Die Jahreslosung 2026 passte selten so ins weltpolitische Geschehen wie in diesen Tagen. Die Welt ist in Unruhe. Supermächte streiten um die Vorherrschaft auf dem Planeten. Teilen die Welt in Machtsphären ein. Scheren sich nicht um Regeln. Der Stärkere gewinnt.
Ist das wirklich so?
Zumindest kann man das so sehen, wenn man mit offenem Mund die Berichte über die Entführung des venezolanischen (nun Ex-)Diktators Nicolás Maduro verfolgt. Eine Supermacht setzt sich über das Völkerrecht hinweg, schickt ihr hochmodernes und allem überlegenes Militär los und holt sich, was es kriegen kann. So kommentierten es gerade hierzulande viele. Und natürlich ist das formal richtig.
Doch viele Venezolaner dürften das anders sehen: Denn wo war denn der wertebasierte Westen in den Jahrzehnten der Unterdrückung und Unfreiheit? Regimekritiker wurden nicht selten ermordet, Korruption regierte, und wer sich auf eine Demonstration traute, musste mit der Brutalität der paramilitärischen „Colectivos“ rechnen.
Was ist die bessere Haltung?
Natürlich bringt die amerikanische Kommandoaktion vor wenigen Tagen nicht Demokratie und Freiheit nach Caracas. Und dass der amerikanische Präsident persönlich über die künftigen venezolanischen Ölgewinne entscheiden will, ist unerträglich. Wie so oft sind die Ziele Donald Trumps widersprüchlich und unklar, etwa ob er wirklich einen Regime Change oder demokratische Wahlen will.

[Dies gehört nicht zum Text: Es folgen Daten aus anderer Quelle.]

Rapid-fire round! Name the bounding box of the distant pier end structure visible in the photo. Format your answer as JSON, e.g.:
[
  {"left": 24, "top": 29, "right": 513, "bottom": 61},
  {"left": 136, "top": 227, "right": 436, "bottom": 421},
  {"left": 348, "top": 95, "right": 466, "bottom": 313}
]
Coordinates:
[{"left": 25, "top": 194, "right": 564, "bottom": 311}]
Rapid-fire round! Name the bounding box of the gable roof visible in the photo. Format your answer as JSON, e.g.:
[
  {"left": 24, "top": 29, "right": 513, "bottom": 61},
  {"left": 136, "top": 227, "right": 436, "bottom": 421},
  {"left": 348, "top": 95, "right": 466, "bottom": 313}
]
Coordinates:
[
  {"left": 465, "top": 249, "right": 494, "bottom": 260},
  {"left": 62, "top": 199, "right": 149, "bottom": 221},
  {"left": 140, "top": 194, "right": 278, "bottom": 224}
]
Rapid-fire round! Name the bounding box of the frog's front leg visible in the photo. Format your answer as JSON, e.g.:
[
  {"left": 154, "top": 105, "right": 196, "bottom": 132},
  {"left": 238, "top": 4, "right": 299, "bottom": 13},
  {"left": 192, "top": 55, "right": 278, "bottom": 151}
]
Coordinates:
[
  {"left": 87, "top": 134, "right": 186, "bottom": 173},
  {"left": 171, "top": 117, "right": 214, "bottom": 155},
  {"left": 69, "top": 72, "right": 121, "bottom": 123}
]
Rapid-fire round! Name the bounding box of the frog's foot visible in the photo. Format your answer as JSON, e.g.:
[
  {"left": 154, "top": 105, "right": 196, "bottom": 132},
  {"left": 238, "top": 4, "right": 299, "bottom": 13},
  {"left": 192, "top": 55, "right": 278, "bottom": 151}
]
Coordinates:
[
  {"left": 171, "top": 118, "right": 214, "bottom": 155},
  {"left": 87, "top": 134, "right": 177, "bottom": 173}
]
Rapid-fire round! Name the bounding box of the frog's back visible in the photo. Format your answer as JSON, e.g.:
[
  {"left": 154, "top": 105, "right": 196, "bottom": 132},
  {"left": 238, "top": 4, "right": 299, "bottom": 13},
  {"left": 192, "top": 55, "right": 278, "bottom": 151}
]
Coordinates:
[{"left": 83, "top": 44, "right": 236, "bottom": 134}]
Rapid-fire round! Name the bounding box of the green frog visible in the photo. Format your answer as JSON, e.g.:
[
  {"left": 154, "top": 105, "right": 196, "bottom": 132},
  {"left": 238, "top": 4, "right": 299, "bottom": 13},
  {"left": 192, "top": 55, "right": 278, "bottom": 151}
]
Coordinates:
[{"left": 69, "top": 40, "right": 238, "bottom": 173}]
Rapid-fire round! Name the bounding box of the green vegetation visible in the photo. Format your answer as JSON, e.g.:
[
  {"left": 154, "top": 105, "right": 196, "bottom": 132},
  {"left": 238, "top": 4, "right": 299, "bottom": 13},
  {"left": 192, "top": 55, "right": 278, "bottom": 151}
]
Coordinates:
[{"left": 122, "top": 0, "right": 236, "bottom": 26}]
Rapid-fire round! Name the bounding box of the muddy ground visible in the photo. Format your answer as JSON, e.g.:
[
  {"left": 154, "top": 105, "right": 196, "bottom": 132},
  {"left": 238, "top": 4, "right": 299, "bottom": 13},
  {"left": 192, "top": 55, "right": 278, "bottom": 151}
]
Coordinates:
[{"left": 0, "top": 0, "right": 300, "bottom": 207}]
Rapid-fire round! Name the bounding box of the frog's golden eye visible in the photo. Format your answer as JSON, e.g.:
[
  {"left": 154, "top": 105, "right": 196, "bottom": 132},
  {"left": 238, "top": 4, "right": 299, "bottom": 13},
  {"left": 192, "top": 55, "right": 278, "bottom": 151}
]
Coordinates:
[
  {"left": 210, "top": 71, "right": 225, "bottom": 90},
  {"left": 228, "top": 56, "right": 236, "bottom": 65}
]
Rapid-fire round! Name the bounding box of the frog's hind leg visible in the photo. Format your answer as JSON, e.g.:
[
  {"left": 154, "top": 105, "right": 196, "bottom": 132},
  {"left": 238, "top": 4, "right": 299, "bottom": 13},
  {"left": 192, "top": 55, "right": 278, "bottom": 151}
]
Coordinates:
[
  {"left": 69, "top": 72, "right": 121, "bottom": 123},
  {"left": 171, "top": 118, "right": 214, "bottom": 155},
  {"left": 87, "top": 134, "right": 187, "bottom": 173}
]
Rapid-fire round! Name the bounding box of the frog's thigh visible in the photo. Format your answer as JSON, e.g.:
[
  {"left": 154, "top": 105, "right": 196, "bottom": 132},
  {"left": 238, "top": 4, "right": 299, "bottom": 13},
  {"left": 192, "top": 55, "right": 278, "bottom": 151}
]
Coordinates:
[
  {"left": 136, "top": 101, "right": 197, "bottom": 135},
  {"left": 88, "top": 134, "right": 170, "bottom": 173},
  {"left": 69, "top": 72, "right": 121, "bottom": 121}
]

Doch ist es wirklich die ethisch bessere Haltung, der Unterdrückung des venezolanischen Volkes tatenlos zuzuschauen, statt das Völkerrecht zu brechen? Die häufig zu vernehmende deutsche Sicht darauf ist wohlfeil: Unser Land hätte nämlich gar nicht erst die Fähigkeit zu einem solchen Angriff. Damit stellt sich auch die Frage nicht, ob Deutschland eine irgendwie geartete Verantwortung zukommt. Ohne Macht keine Verantwortung.
Macht haben die USA ohne Zweifel, im Vergleich zu den Ländern Lateinamerikas ist sie schier grenzenlos. Und damit sind sie auch in der Lage, ihre Macht zu missbrauchen. Das offenbart das wahre Problem: Es geht nicht ums Völkerrecht. Es geht darum, was passiert, wenn es keine übergeordnete Instanz gibt, die für Recht und Ordnung sorgt. In einer Demokratie gibt es die Gewalten, die sich gegenseitig kontrollieren und in ihrer Macht begrenzen.
Streit um die Macht
Als die Vereinten Nationen gegründet wurden, sehnte man sich danach, dass auch international Recht und Gesetz regieren. Die Charta der Menschenrechte, das Völkerrecht und deren Vorläufer sollten dafür sorgen, dass Macht nicht missbraucht wird, um Menschen zu unterdrücken oder mit Gewalt Grenzen zu verschieben. Wer dagegen verstößt, wird sanktioniert. Soweit die Theorie.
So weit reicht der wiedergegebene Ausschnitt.